If I could sleep well, and wake up early, then maintain a consistent schedule indefinitely, I think my symptoms would continuously improve. The one thing that  does remain a struggle is my personality, I still do not feel like im as "awake" as I was pre strep, sometimes it is still very difficult to talk. My brain just stays at flatline. I used to talk a lot more and joke around a lot and everyone thought I was hilarious (which is still there, but not at all like before. I used to keep track of my jokes I had so many). Its coming back, maybe after this coming visit to Kansas this will begin to take a large turn for the best. Im praying for my body as an entirety to heal and function properly (not just function "enough"), Im praying that my brain fog will be lifted, that I will feel completely like myself again and not just a "part" of myself that survived a war, and Im praying that I will be given the energy and stamina to feel GREAT after this coming week all the way through the school year (or further). Last time, my doctor told me I had near miraculous results with how quickly and significantly my test results improved for the better. I am praying that this will be gloriously repeated.

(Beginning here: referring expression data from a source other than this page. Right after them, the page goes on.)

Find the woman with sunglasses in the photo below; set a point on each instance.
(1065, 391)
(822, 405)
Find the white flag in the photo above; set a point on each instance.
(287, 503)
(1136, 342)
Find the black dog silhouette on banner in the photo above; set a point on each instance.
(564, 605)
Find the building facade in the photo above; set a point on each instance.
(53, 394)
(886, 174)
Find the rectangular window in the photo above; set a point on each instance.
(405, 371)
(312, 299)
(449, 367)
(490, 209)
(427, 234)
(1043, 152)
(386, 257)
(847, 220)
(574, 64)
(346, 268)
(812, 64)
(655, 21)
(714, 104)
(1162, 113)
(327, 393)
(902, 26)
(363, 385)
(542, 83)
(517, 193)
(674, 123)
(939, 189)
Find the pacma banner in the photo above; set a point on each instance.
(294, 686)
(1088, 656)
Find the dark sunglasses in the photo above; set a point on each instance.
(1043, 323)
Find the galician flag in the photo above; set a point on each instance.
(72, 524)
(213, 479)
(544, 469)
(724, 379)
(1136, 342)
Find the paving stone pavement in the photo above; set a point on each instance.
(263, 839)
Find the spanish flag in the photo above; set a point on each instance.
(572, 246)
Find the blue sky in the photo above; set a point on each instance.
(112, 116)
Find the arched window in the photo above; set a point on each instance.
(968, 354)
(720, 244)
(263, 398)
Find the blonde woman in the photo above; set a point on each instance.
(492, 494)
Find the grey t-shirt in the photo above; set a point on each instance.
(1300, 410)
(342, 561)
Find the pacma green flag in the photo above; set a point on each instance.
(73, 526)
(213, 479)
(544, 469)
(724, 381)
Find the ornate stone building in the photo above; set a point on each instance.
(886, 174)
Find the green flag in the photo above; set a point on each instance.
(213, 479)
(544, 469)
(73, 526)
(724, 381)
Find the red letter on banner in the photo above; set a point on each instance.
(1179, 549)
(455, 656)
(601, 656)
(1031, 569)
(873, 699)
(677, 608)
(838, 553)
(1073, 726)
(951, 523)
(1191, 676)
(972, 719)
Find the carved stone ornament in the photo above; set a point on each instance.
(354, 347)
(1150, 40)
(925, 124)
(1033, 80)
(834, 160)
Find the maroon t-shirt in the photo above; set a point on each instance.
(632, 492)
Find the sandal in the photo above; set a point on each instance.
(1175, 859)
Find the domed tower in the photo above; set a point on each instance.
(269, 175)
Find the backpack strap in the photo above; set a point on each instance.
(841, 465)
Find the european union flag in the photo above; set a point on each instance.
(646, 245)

How am I doing on making up for the lost time I was in hiatus?? I told you, thoughts are in there!!

1 comment:

  1. Oh my friend! I am so grateful God put you in my life. This post gave me so much courage in this stage of my life. I need to respect myself more and be okay with carefully choosing who I spend my time with. Thank you for that example and for once again reminding me I am not alone in this earth life journey. I am so sorry about the loss of your previous best friend. It is so painful to lose those we love but it seems you have handled it with grace. I pray your doctors visit is a success and you are well prepared for the school year.